Your child’s Montessori preschool uses what is known as a 3-year cycle for instructing children. This refers to the mixed-age groupings used in the classroom and underscores the importance of the kindergarten year. To illustrate how important the third year of the cycle is, consider some of the factors children are influenced by during their kindergarten year.
Earlier Lessons Solidify
Montessori preschool is an ongoing process that introduces a wide range of concepts. By the third and final kindergarten year, those lessons will begin to coalesce into knowledge and skills that the child will use for the rest of her education. Transferring out of the Montessori environment before the kindergarten year often results in the loss of some of those skills, requiring the child to re-learn information that would otherwise be readily available.
Purpose and Self-Esteem
In the Montessori classroom, kindergarteners are the older kids who the smaller ones look up to. This gives them a sense of purpose when they help younger children master concepts, and provides a boost to their self-esteem when they play the role of the older, wiser student.
Sense of Community
Montessori teaches children to be viable parts of the community they live in, including the classroom community. They learn to work with other students to achieve goals, help other children master difficult concepts, and bolster their self-esteem by providing a larger sense of purpose and inclusion.
Continuity
Children usually stay with the same teacher throughout the 3-year cycle, often in the same classroom. This provides a sense of stability and continuity that is lacking in traditional schools. By kindergarten, your child will know who most of his classmates are, be familiar with his teachers and what is expected of him, and know where everything is in the classroom and how it should be used to master new ideas and practical skills.

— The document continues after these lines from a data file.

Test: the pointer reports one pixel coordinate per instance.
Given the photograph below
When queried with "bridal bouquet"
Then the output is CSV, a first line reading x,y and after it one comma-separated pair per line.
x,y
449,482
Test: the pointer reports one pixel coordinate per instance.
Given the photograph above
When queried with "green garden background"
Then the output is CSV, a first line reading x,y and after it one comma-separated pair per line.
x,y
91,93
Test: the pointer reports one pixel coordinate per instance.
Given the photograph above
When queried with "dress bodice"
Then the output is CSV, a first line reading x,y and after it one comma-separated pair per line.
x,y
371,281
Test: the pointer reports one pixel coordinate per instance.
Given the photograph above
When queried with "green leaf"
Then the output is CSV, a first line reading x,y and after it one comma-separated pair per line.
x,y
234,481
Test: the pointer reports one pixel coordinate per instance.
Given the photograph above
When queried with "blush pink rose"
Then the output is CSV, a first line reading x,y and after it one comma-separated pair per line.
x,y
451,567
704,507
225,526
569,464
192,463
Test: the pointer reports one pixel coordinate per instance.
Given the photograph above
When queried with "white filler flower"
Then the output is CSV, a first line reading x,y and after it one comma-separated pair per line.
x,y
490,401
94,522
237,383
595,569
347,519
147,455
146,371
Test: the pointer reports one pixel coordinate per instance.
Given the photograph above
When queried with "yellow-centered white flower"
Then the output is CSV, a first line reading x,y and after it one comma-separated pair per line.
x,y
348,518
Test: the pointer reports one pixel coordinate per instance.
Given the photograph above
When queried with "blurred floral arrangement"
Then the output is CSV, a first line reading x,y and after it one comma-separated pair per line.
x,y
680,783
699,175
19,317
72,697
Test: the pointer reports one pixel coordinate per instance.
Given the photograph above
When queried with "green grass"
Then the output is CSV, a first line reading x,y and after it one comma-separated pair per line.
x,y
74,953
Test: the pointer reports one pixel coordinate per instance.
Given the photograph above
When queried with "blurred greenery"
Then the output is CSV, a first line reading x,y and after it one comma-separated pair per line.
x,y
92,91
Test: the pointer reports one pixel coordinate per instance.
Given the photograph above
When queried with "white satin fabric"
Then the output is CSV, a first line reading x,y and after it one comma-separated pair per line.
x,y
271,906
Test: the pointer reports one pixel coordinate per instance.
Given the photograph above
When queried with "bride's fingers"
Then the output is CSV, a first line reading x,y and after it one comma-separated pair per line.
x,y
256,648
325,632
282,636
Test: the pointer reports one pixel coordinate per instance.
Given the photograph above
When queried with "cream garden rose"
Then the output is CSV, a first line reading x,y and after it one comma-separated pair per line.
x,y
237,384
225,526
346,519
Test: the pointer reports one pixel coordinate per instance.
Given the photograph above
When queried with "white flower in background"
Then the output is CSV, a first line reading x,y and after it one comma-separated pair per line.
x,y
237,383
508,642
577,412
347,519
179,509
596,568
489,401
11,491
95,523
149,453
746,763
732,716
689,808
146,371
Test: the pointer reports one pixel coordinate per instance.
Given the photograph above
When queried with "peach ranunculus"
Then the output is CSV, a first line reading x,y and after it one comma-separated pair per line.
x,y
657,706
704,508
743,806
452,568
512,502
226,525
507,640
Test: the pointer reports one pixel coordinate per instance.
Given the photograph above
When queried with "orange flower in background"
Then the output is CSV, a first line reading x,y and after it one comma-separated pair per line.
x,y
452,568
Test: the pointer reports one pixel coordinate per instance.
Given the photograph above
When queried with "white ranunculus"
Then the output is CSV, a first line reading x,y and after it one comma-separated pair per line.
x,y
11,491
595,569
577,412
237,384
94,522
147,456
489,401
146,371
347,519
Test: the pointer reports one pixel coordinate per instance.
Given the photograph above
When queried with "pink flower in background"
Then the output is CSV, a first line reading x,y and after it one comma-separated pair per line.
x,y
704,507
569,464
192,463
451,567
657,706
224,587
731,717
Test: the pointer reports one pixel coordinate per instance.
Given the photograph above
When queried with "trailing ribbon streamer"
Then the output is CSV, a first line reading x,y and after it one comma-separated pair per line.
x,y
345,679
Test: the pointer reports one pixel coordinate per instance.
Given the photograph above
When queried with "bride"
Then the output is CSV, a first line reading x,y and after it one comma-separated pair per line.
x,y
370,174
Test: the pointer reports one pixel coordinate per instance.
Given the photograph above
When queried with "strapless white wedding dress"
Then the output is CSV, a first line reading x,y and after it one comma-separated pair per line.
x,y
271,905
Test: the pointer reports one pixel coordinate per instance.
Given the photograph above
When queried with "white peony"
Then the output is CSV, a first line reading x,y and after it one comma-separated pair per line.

Taking your children out of the Montessori environment before they have completed the kindergarten year takes away the feeling of progress and fulfillment they have worked for. It can also be disconcerting to leave the familiar routines of the Montessori Method only to be immersed in an educational system that works differently from what they have always known. Kindergarten may be considered the start of a real education, but for the Montessori student it also marks the coming graduation into bigger and better things.